Age: Deceased in 1968
Occupation during 1939: Housewife and mother. Mary Robinson’s describes in her letter, the fire that took the lives of her four children Mary, Theresa, Paul and Vera.
Age at time of fire: 40
Location of interview: Colac – received Mary’s letter from her daughter Gloria Robinson

"With flames over our heads, we felt death pass between us. Cold and remorseless, it struck our hearts with an icy chill."

The fires had been burning for weeks around us, but we always had the thought that rain would come and they would go out, like every other year. But the 13th of Jan was different - hot north winds and oppressive heat were felt early in the day. We arose about seven o'clock. The children being on holidays, we did not hurry. After breakfast we said our prayers and each one had a task to do.

My family were Dorothy, away from home working, John, Teresa, Mary, Vera, Paul, Jim and Tom, Gloria was the baby; all at home, ages ranging from 18 years to seven months. My husband and eldest boy started work about two chains from the house. They were woodcutters. My two girls went down to the well to wash any soiled clothes and the younger ones stayed about the house.
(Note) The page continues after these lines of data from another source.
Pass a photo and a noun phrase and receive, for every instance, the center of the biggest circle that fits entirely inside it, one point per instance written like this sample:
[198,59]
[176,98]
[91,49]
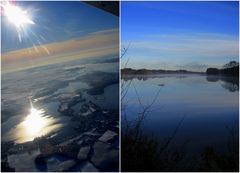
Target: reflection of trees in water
[146,77]
[230,83]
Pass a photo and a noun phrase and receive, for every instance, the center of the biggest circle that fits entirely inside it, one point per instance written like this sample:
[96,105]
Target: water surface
[207,107]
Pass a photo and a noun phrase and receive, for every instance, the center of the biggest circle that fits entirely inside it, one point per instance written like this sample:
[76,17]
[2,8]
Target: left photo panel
[59,86]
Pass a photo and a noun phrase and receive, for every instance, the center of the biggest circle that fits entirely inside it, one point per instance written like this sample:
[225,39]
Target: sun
[16,15]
A curious thing happened before the 13th. I used to go to the end of the road to get a lift into town for groceries and on this particular day, while waiting with one of my girls, a black greyhound came up to us. I knew it was a good dog, not like the ordinary mongrel you see about the bush. It had a new collar and had been well cared for. I said to Teresa, we will try and get it home, as we can do with a good dog. I looked at its collar, no name, so I thought it had fallen off a car going past to the Gellibrand River, as people from the city used to come to fish there. We got it home and it took onto us and we thought it was the wisest dog ever.


"I shouted, "Run for your lives", thinking they would make the top of the road, and that we were doomed, but it was not so."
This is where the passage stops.